Essa proposição nasce de uma opinião segundo a qual a organização da totalidade da classe, incorporando formais e informais, não pode ficar restrita ao segmento formal organizado em sindicato. Assim, a filiação direta é a saída, segundo a CTA, para enfrentar com maior força a “dupla crise do mundo do trabalho”  – a crise interna no âmbito estrito das relações do trabalho com a crise externa do modelo de desenvolvimento predatório e de saque aos bens comuns (natureza).
 
Em segundo lugar, e não menos importante, a CTA comunga de uma opinião, com alguma difusão entre segmentos progressistas e de esquerda, segundo a qual os trabalhadores não podem fazer alianças com setores produtivos em defesa de uma política industrial ativa e de projetos nacionais de desenvolvimento. Isso caracterizaria conciliação de classes…
 
Ao se colocar contrária a luta mais ampla em defesa da indústria nacional e de políticas de desenvolvimento, a CTA parece subestimar a necessidade de viabilizar processos intermediários de acumulação de forças para pavimentar o caminho rumo a edificação do programa socialista. E descarta, também, o papel do estado como estruturador do desenvolvimento.
 
Essa posição política pode colocar os trabalhadores diante de uma contradição de difícil superação. Essa contradição, aqui abordada em pouquíssimas linhas, é gerada por uma avaliação superficial da correlação de forças, o que pode levar a uma incompreensão da importância para os trabalhadores dos processos progressistas em curso na América Latina.
 
Em outras palavras: se a disjuntiva atual ficar centrada exclusivamente na luta contra o capital e pelo socialismo, não há espaço para enfrentar os desafios da afirmação nacional contra o imperialismo, a defesa da indústria e do desenvolvimento soberano, todas questões cruciais. Por aí, também, é que se enxerga o desconforto político dessas correntes nas relações com os governos da região que se elegeram com plataformas de oposição, mais ou menos radical, ao neoliberalismo.
 
A contradição principal na atualidade é o esforço para se derrotar definitivamente as forças de direita,  impedir o retorno do conservadorismo neoliberal e  consolidar e aprofundar as mudanças em curso na região. Para tanto, a luta de classes dos trabalhadores adquire dimensão mais ampla do que o estratégico e permanente objetivo de por fim à exploração do trabalho assalariado.
 
Na atual conjuntura, avançar nas conquistas dos trabalhadores passa pela sua participação protagonista na defesa da soberania nacional, da democracia, da integração solidária, principalmente na América Latina, e no progresso social. A vitória, consolidação e aprofundamento desse movimento progressista na América Latina é da mais alta importância para os trabalhadores.
 
Essa onda renovadora em nosso Continente, com todas suas contradições e limites, é um alento especial para alçar a um novo patamar a luta dos trabalhadores. Uma orientação política correta e ajustada á realidade é premissa essencial para fortalecer a unidade da classe e  a organização dos trabalhadores.

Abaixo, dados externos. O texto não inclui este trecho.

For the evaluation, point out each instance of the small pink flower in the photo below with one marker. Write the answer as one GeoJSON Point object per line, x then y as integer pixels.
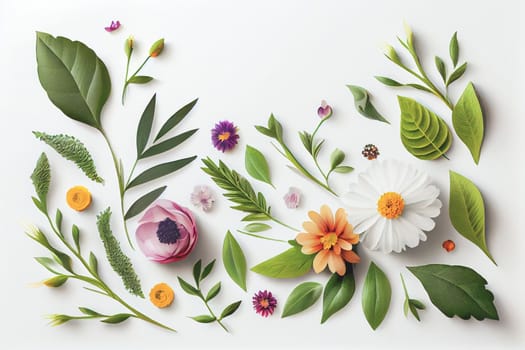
{"type": "Point", "coordinates": [292, 198]}
{"type": "Point", "coordinates": [113, 26]}
{"type": "Point", "coordinates": [325, 110]}
{"type": "Point", "coordinates": [202, 197]}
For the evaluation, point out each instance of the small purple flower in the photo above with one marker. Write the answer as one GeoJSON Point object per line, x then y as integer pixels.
{"type": "Point", "coordinates": [202, 197]}
{"type": "Point", "coordinates": [292, 198]}
{"type": "Point", "coordinates": [264, 303]}
{"type": "Point", "coordinates": [113, 26]}
{"type": "Point", "coordinates": [325, 110]}
{"type": "Point", "coordinates": [224, 136]}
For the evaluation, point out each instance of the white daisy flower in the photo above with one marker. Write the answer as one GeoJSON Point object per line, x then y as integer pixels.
{"type": "Point", "coordinates": [391, 205]}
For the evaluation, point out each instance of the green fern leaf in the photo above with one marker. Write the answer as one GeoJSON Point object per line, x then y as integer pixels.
{"type": "Point", "coordinates": [117, 259]}
{"type": "Point", "coordinates": [74, 150]}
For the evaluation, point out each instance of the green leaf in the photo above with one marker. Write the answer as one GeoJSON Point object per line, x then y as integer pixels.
{"type": "Point", "coordinates": [453, 48]}
{"type": "Point", "coordinates": [457, 74]}
{"type": "Point", "coordinates": [457, 291]}
{"type": "Point", "coordinates": [467, 119]}
{"type": "Point", "coordinates": [159, 171]}
{"type": "Point", "coordinates": [234, 260]}
{"type": "Point", "coordinates": [289, 264]}
{"type": "Point", "coordinates": [301, 298]}
{"type": "Point", "coordinates": [175, 119]}
{"type": "Point", "coordinates": [140, 79]}
{"type": "Point", "coordinates": [256, 165]}
{"type": "Point", "coordinates": [337, 293]}
{"type": "Point", "coordinates": [144, 127]}
{"type": "Point", "coordinates": [376, 296]}
{"type": "Point", "coordinates": [467, 211]}
{"type": "Point", "coordinates": [230, 309]}
{"type": "Point", "coordinates": [168, 144]}
{"type": "Point", "coordinates": [423, 133]}
{"type": "Point", "coordinates": [74, 150]}
{"type": "Point", "coordinates": [363, 104]}
{"type": "Point", "coordinates": [143, 202]}
{"type": "Point", "coordinates": [75, 79]}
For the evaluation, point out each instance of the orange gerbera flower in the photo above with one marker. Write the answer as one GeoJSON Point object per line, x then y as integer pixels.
{"type": "Point", "coordinates": [331, 238]}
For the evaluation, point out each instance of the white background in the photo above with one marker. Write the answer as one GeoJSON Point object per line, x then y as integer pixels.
{"type": "Point", "coordinates": [245, 60]}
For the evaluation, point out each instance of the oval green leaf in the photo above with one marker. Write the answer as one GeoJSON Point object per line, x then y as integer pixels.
{"type": "Point", "coordinates": [376, 296]}
{"type": "Point", "coordinates": [301, 298]}
{"type": "Point", "coordinates": [457, 291]}
{"type": "Point", "coordinates": [234, 260]}
{"type": "Point", "coordinates": [467, 211]}
{"type": "Point", "coordinates": [75, 79]}
{"type": "Point", "coordinates": [423, 133]}
{"type": "Point", "coordinates": [467, 119]}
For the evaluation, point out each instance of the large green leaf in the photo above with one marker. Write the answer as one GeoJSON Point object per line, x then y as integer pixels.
{"type": "Point", "coordinates": [467, 118]}
{"type": "Point", "coordinates": [457, 290]}
{"type": "Point", "coordinates": [423, 133]}
{"type": "Point", "coordinates": [75, 79]}
{"type": "Point", "coordinates": [376, 296]}
{"type": "Point", "coordinates": [467, 211]}
{"type": "Point", "coordinates": [289, 264]}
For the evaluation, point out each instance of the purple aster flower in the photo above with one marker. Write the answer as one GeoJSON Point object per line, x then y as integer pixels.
{"type": "Point", "coordinates": [202, 197]}
{"type": "Point", "coordinates": [113, 26]}
{"type": "Point", "coordinates": [224, 136]}
{"type": "Point", "coordinates": [264, 303]}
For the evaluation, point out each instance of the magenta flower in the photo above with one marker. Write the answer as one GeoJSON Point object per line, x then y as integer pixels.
{"type": "Point", "coordinates": [224, 136]}
{"type": "Point", "coordinates": [325, 110]}
{"type": "Point", "coordinates": [113, 26]}
{"type": "Point", "coordinates": [264, 303]}
{"type": "Point", "coordinates": [292, 198]}
{"type": "Point", "coordinates": [202, 197]}
{"type": "Point", "coordinates": [167, 232]}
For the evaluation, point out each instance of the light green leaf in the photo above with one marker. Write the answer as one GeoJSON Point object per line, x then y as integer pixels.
{"type": "Point", "coordinates": [301, 298]}
{"type": "Point", "coordinates": [234, 260]}
{"type": "Point", "coordinates": [75, 79]}
{"type": "Point", "coordinates": [457, 291]}
{"type": "Point", "coordinates": [376, 296]}
{"type": "Point", "coordinates": [423, 133]}
{"type": "Point", "coordinates": [467, 211]}
{"type": "Point", "coordinates": [363, 104]}
{"type": "Point", "coordinates": [467, 119]}
{"type": "Point", "coordinates": [256, 165]}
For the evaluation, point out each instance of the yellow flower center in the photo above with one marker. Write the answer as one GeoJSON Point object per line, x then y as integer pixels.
{"type": "Point", "coordinates": [329, 240]}
{"type": "Point", "coordinates": [390, 205]}
{"type": "Point", "coordinates": [223, 136]}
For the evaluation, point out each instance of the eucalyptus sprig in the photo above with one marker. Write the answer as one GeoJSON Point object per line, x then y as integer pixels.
{"type": "Point", "coordinates": [60, 264]}
{"type": "Point", "coordinates": [199, 274]}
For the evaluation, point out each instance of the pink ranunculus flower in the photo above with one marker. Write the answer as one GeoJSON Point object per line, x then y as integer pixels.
{"type": "Point", "coordinates": [167, 232]}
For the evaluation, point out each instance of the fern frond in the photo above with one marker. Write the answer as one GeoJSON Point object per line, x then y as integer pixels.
{"type": "Point", "coordinates": [117, 259]}
{"type": "Point", "coordinates": [72, 149]}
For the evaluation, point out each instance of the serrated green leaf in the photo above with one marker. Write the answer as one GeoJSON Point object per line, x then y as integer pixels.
{"type": "Point", "coordinates": [457, 291]}
{"type": "Point", "coordinates": [143, 202]}
{"type": "Point", "coordinates": [301, 298]}
{"type": "Point", "coordinates": [376, 296]}
{"type": "Point", "coordinates": [234, 260]}
{"type": "Point", "coordinates": [467, 211]}
{"type": "Point", "coordinates": [160, 171]}
{"type": "Point", "coordinates": [467, 119]}
{"type": "Point", "coordinates": [75, 79]}
{"type": "Point", "coordinates": [423, 133]}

São faces da mesma moeda, portanto, lutar com unidade e independência pela agenda própria dos trabalhadores e a defesa dos governos progressistas e democráticos da região. É por essa via, e não por atalhos voluntaristas,  que se pode acumular forças e avançar rumo a conquistas maiores que abordem, concretamente, a luta atual e renovada pelo socialismo. Ou, lembrando Lênin, fazendo “análise concreta da realidade concreta”.


Nivaldo Santana é vice-presidente da CTB e secretário Sindical do PCdoB.